Zombie Mortgage – Dead Man Walking
A warning to Mortgage Company Branch Managers...
Zombie mortgage company has a liquidity crisis limiting the funding of new loans because the warehouse line lender reduced or cut funding, but the branches don't know about it yet...
A mortgage company that runs out of money because of ongoing losses might create delayed loan funding or lose the ability to fund loans because there’s no money.
This is the Zombie bite, also known as a liquidity crisis.
A mortgage company with a liquidity crisis typically will delay funding and could miss a payroll. Once the branches learn that warehouse funding got cut or pulled, the vortex of death begins as the branches leave because of the weakness from insufficient cash.
But where can a branch go that is safe? This is the critical question.

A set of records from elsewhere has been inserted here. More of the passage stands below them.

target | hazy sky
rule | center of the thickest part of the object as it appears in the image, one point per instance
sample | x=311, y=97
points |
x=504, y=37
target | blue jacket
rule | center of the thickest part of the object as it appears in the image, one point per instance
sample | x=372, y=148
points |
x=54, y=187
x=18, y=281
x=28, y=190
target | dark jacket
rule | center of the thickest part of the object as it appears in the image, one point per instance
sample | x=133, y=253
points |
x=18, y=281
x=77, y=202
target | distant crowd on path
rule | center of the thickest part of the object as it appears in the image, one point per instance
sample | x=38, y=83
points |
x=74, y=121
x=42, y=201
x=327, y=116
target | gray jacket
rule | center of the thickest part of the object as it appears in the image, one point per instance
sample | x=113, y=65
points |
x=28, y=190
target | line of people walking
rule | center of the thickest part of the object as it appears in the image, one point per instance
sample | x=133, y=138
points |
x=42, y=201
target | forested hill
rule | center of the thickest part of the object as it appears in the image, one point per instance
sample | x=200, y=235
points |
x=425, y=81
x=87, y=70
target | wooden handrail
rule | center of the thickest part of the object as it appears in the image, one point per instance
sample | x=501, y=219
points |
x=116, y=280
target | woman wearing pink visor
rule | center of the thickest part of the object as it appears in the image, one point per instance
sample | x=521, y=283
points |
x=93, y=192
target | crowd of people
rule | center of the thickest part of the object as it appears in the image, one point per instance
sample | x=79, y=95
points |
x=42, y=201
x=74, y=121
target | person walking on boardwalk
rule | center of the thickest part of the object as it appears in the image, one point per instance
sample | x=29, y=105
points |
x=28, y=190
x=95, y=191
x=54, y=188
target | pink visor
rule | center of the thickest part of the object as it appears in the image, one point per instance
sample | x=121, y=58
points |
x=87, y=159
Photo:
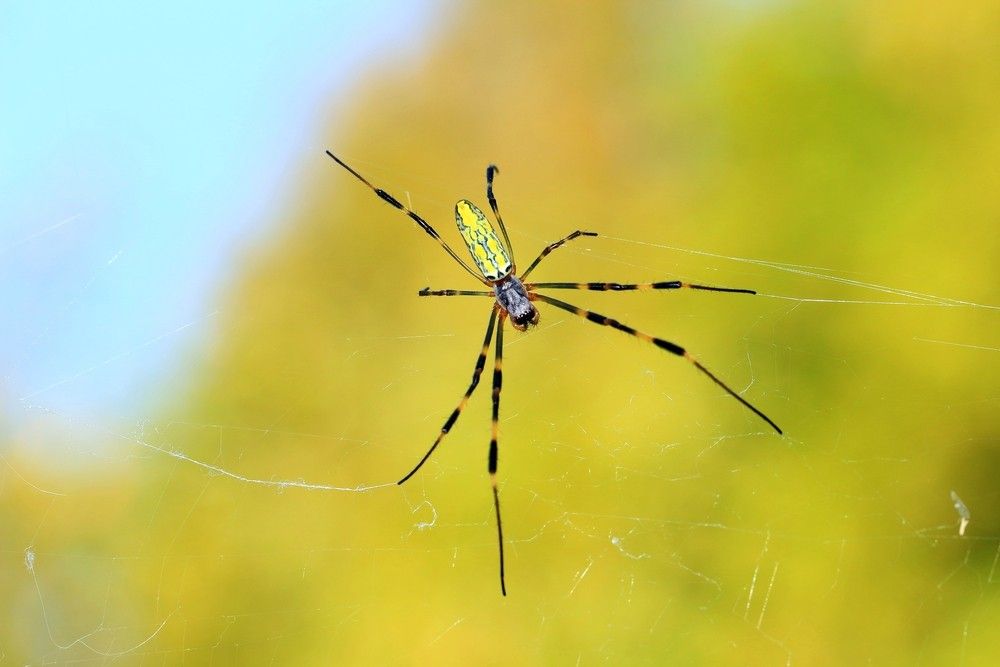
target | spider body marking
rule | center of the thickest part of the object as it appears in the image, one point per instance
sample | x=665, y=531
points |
x=515, y=299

Mortgage companies are not banks with customer checking accounts and a big vault filled with currency. Mortgage companies must get money to fund loans from an FDIC commercial bank through a credit facility known as a warehouse line of credit. Federal and state regulators examine FDIC banks. And unlike at SVB, warehouse lender banks must follow strict lending and risk management rules. These rules limit the amount of a funding line they are allowed to offer to a mortgage company to fund loans.
This funding limit is based on the mortgage company's net worth and bank account balances. A mortgage lender with a $100 million warehouse line usually must have $6.6 million in net worth and $5.3 million in deposits at banks. The math is based on 15X leverage and 80% liquidity.
If cash drops from $5.3 to $3.0 million, the warehouse line will drop to around $56 million down from $100 million. Is this lower borrowing limit enough to fund all loans? This is the question all branch managers should ask.
All FHA-approved mortgage lenders must submit a CPA audit to HUD each year, usually by March 31st. This audit must also be delivered to the FDIC bank warehouse lenders. The CPA audit will show how much net worth and cash is left.
When the FDIC warehouse banks get the financials that shows low cash, they are forced to act and cut or terminate the warehouse line. The financials are released monthly and quarterly.
There are a lot of mortgage companies promising branches big money to come over. But the company could already be The Walking Dead. Originators should consider funding failure risk when considering offers. Ideally, verify cash before moving.
Beware of the Walking Dead. Get a copy of the CPA audit or the bank statement to know for sure.
PS… Calculating the liquidity limit can be complicated.
PPS… The actual liquidity requirement is presented in different ways.
PPPS... Ask your CFO to show you the liquidity requirement.